W.E. tells the parallel stories of two women. One, Wally Winthrop, lives in 1989 Manhattan, and is married to a never-at-home hospital psychiatrist. She was named Wallace by her mother and grandmother, who were obsessed with Wallace Simpson, the woman for whom King Edward VIII abdicated the throne. Of course, Wally is also obsessed with Wallace Simpson, so obsessed she imagines her being in the same room.
The other woman is Wallace Simpson, the American divorcée whose relationship with King Edward VIII changed the course of history. Wallace and Wally's stories are beautifully told, going back and forth from 1989 Manahattan to 1930s England.
Meanwhile, modern-day Wally, trying to escape her troubled marriage, spends most of her time at Sotheby's where an auction of is due to take place of Wallace & Edward's personal items. There she meets a security guard who slowly falls for her. At this point, both stories become intertwined.
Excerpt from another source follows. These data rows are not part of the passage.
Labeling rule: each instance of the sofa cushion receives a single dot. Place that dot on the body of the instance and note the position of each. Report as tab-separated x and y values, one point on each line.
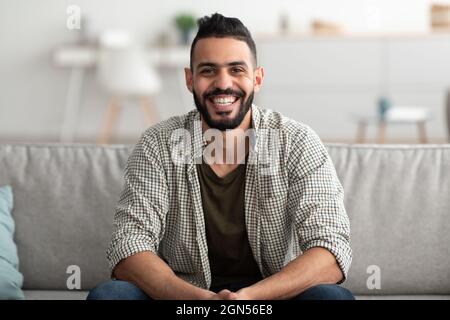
397	199
64	207
10	278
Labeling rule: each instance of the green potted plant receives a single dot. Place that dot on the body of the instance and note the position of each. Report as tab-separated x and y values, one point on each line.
185	23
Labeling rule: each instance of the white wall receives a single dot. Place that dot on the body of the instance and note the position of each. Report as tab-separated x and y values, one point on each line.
33	91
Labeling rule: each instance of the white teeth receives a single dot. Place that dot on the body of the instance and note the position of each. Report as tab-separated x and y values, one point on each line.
224	101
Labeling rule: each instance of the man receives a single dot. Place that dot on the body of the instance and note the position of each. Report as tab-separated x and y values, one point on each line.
269	223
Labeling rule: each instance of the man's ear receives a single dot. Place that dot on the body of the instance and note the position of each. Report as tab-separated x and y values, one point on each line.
189	79
258	78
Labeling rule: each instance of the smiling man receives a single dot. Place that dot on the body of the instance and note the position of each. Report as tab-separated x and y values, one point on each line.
220	224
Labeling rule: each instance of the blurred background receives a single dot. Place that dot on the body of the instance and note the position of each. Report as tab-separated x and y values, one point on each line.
101	71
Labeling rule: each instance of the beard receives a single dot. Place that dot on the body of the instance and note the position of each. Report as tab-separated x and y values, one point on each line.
226	124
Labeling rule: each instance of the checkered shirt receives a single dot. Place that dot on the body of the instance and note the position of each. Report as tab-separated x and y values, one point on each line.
293	201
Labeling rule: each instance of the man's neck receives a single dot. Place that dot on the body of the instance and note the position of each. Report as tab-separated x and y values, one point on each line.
233	141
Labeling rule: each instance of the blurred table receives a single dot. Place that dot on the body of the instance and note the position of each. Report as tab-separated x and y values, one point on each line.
417	116
80	58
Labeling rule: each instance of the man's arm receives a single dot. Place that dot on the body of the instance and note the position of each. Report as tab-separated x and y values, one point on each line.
315	266
320	220
151	274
Madonna lovingly and beautifully combines these stories together. The costumes, sets, extras, and hairstyles in the 1930s' scenes are painstakingly perfect - as one would expect from Madonna. The modern day scenes are less so, and this is what prevents the movie from being very good. Additionally, Abbie Cornish, as Wally Winthrop, is not a strong enough actress to carry a part so very instrumental to the movie. She is so devoid of human emotion (because she is so unhappy?) that by the end of the film we don't care if she finds happiness or not. James D'Arcy as Edward is OK, if slightly awkward due to his height. Andrea Riseborough, as Wallace Simpson, gives the film its one great performance as a fairly young Wallace, and even more so as she gets older. The scene in which she dances for a dying Edward left me speechless. If W.E. was only about the story of Wallace and Edward, it would have been superb. Madonna captures that part of the movie with perfection.
Madonna deserves credit for writing and directing a project this big. Unlucky for her, W.E. comes out a year after The King's Speech, which also dealt with the Wallace and Edward story. W.E. is not a great film, but it is a good one.